Researchers optimize codes for Polaris at recent hackathon

Hackathon Group

The ALCF-NVIDIA GPU Hackathon hosted a total of 11 teams to help them get their applications running efficiently on high-performance computing machines such as Polaris. (Image: Argonne National Laboratory) 

The ALCF hosted its second GPU Hackathon to help attendees improve application performance on the facility’s high-performance computing resources. 

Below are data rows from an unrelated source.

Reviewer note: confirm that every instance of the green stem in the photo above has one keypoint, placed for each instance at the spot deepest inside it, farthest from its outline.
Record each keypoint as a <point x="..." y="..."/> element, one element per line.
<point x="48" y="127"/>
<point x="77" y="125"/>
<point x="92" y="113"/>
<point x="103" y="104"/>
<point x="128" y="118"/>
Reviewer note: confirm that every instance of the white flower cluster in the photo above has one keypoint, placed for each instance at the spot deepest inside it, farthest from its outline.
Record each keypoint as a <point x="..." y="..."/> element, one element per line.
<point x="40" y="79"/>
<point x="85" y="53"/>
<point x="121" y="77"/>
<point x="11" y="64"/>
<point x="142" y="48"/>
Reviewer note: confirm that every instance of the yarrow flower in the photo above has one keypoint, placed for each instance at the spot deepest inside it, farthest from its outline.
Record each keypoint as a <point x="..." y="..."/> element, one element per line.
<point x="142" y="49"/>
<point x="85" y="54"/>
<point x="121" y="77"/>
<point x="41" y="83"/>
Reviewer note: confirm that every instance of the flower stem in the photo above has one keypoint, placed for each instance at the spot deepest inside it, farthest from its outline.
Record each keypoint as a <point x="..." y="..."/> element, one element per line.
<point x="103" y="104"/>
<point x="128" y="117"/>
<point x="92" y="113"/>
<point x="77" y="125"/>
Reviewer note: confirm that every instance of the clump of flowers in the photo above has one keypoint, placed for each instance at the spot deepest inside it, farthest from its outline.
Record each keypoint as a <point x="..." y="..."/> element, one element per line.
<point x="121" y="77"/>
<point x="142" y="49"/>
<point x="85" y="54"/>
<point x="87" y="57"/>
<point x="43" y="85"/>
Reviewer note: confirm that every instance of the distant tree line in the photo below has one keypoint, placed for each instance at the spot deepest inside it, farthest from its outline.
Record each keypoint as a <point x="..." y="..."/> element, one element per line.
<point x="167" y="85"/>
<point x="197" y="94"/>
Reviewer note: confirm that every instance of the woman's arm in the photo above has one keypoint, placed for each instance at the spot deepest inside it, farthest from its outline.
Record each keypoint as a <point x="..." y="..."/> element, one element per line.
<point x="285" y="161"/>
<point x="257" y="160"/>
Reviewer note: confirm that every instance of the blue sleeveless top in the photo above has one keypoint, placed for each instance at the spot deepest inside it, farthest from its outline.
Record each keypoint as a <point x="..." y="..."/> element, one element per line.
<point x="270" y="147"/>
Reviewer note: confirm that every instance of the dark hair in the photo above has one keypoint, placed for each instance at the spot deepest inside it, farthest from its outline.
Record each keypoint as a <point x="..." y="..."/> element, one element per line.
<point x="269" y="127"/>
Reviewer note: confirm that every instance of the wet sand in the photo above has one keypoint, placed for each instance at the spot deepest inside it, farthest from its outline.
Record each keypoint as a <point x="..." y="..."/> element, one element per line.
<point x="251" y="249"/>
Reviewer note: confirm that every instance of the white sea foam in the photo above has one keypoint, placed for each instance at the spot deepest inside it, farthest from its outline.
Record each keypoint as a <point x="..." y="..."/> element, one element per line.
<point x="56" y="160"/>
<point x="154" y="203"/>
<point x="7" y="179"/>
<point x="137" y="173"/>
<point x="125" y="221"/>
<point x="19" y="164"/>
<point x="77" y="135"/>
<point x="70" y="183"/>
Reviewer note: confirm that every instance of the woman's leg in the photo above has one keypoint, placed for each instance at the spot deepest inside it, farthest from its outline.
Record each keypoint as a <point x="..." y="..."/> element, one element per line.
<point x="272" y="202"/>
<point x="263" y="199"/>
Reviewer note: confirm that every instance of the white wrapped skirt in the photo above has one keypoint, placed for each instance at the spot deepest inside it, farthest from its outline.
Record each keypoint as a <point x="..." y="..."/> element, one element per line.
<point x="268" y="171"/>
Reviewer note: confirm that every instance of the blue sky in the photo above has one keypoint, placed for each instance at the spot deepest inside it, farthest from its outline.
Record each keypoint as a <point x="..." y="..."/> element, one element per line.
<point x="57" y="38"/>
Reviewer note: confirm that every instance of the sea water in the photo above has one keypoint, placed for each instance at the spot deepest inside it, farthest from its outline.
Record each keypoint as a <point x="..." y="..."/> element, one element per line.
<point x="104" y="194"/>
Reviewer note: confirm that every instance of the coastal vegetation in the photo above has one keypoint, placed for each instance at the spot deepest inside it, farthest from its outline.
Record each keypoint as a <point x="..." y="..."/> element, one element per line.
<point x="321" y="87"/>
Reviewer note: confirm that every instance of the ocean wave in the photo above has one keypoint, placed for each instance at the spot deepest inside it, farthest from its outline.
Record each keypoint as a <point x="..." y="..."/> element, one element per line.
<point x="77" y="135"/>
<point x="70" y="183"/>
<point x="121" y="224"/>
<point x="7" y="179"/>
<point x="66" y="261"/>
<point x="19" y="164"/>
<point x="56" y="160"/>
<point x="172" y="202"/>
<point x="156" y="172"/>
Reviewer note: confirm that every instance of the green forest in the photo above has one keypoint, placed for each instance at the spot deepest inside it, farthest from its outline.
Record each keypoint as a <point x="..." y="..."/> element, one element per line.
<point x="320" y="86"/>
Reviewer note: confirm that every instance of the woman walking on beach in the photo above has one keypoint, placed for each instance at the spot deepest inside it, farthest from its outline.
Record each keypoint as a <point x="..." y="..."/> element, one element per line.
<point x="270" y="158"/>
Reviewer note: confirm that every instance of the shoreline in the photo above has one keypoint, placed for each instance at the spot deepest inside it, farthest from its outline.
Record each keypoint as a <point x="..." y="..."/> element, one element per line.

The powerful computing resources that drive innovation in scientific research evolve rapidly, with new hardware and software technologies emerging constantly.

To help keep the user community apprised of such developments, the Argonne Leadership Computing Facility (ALCF), a U.S. Department of Energy (DOE) Office of Science user facility at DOE’s Argonne National Laboratory, hosts several annual events to train researchers on how to best utilize various software, systems, and machines to further explore the possibilities of science.

This year, the ALCF in collaboration with NVIDIA and OpenACC Organization, hosted a multi-day virtual hackathon, the first event with access to Argonne’s new Polaris system, an HPE Apollo Gen10+ machine equipped with NVIDIA®  A100 Tensor Core GPUs (graphics processing units) and AMD EPYC processors.

The hackathon is designed to help teams of three to six developers accelerate their codes on ALCF resources using a portable programming model or an AI framework of their choice. Each team is assigned mentors from ALCF and NVIDIA, who utilize their expertise and experience to guide participants on porting their code to GPUs and optimizing its performance.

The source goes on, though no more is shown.